茄子 アンダルシアの夏  (高坂 希太郎 監督)

 宮崎駿監督「もののけ姫」や「千と千尋の神隠し」などで作画監督を務めていた高坂希太郎の、初監督アニメ。上映時間はわずか47分しかないが、その分最初から最期まで緊迫感に溢れ、飽きさせない。アンダルシア地方で開催される耐久自転車レースに出場した主人公ペペと、彼を取り巻く友人、元恋人、レースチームの男たちの行動や回想をテンポよくつなぎ、最後にゴールするまでを描く。俯瞰シーンも効果的に活用した絵の動きにムダがない。短い時間ゆえ物語としてはやや掘り下げ足りないが、反面冗長なシーンは少しもなく、ダイナミックな自転車レースをライブで楽しんだような爽快感が残り、後味は悪くない。ヨーロッパの涼しい風が吹き抜けるような映画である。ただゴール間際、絵がオーバーな劇画調になるのは感心しない。いかにも宮崎アニメのテイストが残る人物キャラクターがいい味を出しているだけに、その調子を持続して欲しかった。
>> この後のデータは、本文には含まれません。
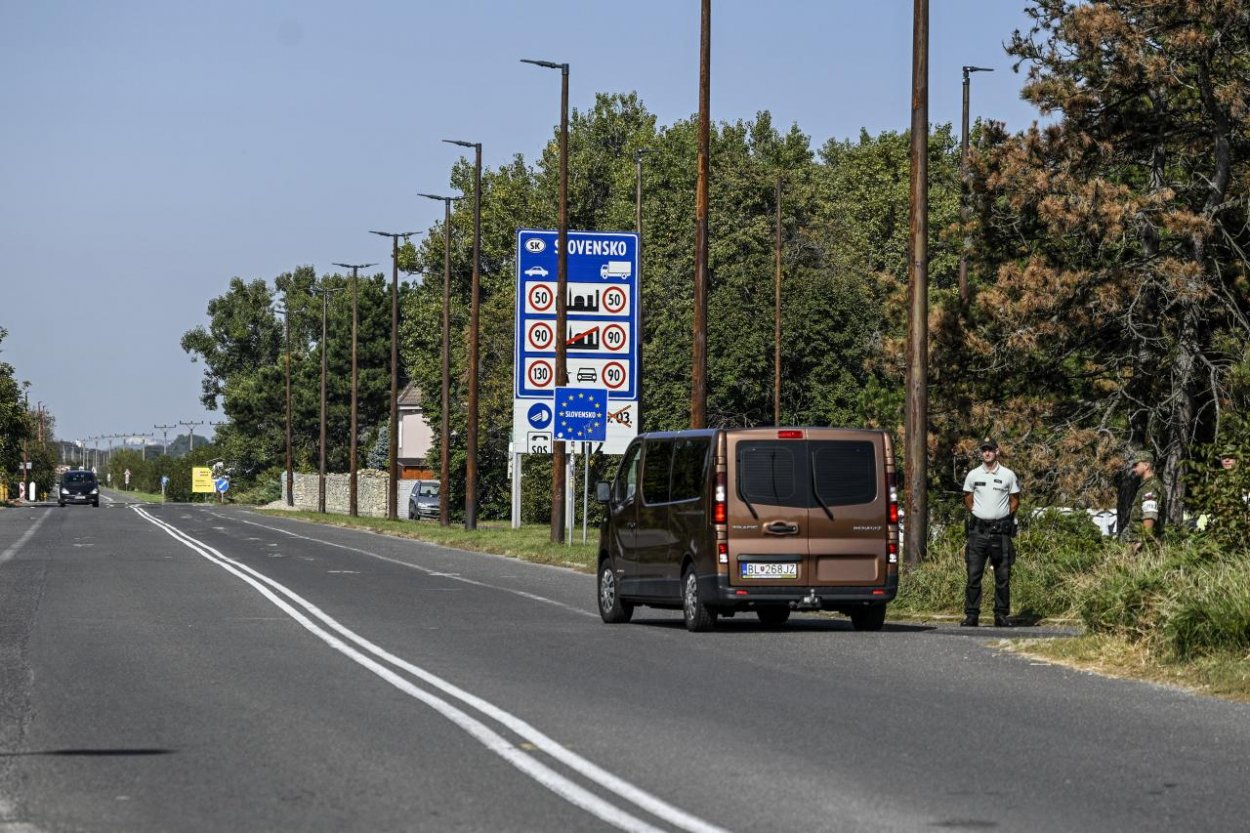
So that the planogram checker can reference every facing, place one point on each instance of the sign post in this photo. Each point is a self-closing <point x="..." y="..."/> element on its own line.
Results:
<point x="601" y="339"/>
(…しかしねえ、スタジオジブリ・スタッフだったというだけで、普通だったら相手にされないようなこうした作品を堂々と1本立で公開させてくれるなんて…。昔だったらメイン作品に添え物として併映されるのが関の山だっただろう。他の頑張ってる人たちから見ればなんともうらやましい限りである)
 とは言え、アクション描写もコミカルなサブ・キャラクターの描き方も新人離れしており、優れた脚本を得た時の高坂監督の演出手腕には、十分期待できるものがあると見た。次回作が楽しみな、新人監督の誕生である。